In an NFL era where offensive line continuity has gone the way of the fax machine, it makes a big difference.
“We all have a lot of experience with each other. We all watch each practice together, so we know how each person plays,” center Ryan Groy said. “We can be consistent with that and we can expect what the other one’s doing.”
“The more you do reps together, the more you have these innate things with the guy next to you,” veteran tackle Marshall Newhouse said. “Maybe you don’t have to say a word. You just give him a look or something like that. That stuff comes with time.”
Sean McDermott acknowledged there aren’t a lot of household names in this group (then again, how many offensive linemen are “household names”?), but he likes their pride and is confident in their ability.
“They’ve had to work for things up to this point in their journey as individuals,” McDermott said. “Now, they come together and there’s not a whole lot of… outside faith in them. I think they embrace that.”
Groy says the Bills linemen have an “underdog” mentality. The criticism fuels them. It’s also something they can push aside.
“When I hear people say we don’t have household names and stuff like that, it doesn’t matter,” Jordan Mills said. “We’re in the NFL. We play for the Buffalo Bills for a reason. Anybody who’s playing on a team is a ‘name’.”
Evaluating an offensive line piece by piece is an exercise in futility. It is never the sum of its parts. It is only the whole.
“We have to play as one fist, one unit, one step, one sound,” Dion Dawkins said.
“There’s a bigger picture.

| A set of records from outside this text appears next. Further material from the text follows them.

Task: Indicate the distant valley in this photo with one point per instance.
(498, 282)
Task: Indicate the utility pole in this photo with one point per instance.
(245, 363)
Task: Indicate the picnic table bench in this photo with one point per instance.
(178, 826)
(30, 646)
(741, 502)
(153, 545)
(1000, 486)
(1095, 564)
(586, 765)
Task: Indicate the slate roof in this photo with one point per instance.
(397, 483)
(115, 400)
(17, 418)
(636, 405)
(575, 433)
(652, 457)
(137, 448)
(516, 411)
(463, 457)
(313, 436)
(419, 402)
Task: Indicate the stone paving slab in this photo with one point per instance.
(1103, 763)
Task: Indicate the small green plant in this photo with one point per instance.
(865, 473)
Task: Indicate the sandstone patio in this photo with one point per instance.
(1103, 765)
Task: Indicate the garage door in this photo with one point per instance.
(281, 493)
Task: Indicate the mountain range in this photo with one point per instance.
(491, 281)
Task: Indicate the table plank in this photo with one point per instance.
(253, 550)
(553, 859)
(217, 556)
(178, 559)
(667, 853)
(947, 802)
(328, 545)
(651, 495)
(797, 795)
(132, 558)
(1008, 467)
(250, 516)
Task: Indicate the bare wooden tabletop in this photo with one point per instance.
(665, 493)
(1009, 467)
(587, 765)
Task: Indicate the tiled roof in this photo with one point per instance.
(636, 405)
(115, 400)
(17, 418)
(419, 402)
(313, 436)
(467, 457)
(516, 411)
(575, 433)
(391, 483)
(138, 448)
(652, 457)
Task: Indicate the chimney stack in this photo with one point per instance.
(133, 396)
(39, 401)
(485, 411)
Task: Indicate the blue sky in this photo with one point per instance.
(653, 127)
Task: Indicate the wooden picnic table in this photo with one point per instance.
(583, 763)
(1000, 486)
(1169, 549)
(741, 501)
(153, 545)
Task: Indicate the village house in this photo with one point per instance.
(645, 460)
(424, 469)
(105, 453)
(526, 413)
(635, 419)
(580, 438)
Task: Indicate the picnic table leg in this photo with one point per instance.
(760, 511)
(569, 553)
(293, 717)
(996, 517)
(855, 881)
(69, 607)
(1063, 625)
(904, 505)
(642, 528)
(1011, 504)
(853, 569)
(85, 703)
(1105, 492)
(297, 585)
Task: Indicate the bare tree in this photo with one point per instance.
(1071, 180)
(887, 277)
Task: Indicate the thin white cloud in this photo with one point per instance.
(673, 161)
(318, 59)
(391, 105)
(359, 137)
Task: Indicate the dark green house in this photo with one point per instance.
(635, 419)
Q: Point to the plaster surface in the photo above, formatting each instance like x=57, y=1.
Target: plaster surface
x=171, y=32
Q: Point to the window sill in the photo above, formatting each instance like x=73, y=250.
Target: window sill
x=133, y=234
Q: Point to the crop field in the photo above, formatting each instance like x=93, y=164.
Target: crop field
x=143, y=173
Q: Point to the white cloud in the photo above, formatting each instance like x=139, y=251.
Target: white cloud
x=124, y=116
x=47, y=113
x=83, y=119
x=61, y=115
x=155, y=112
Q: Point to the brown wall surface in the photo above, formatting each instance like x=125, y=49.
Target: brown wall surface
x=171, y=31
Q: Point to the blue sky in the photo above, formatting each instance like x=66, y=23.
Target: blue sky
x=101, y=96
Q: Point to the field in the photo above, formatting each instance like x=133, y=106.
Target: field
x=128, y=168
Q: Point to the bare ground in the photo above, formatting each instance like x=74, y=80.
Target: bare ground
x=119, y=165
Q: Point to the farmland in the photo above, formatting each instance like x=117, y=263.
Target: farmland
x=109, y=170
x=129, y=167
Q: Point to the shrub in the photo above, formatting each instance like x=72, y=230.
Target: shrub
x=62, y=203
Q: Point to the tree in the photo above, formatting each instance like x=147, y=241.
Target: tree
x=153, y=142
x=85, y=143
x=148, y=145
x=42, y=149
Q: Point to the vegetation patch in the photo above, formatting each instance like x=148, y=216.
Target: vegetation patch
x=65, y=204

Everybody’s doing their part,” Vladimir Ducasse said. “Once you do your part and the picture comes together, that’s how we see it.”
The Bills have spent the offseason trying to make the puzzle fit. That includes dinners at the home of O-Line coach Juan Castillo. It’s a tradition he brought to Buffalo from the Ravens.
Ask any offensive linemen about the get-togethers and they smile, though they won’t reveal details.
“A lot of fun. A lot of jokes. A lot of card games. A lot of food and just guys being guys,” Dawkins said.
Ducasse thinks the bond developed, in part, through the group outings makes communication on the field easier. Maybe it can also help quiet the critics.
“We’re a fighting group. We’re a salty group,” Newhouse said. “We’re gonna go out there and prove it.”
“We gotta perform to earn respect,” Dawkins said. “As long as we just keep stacking days, our pads will talk for ourselves.”
The first chance to change the national narrative comes Sunday in Baltimore.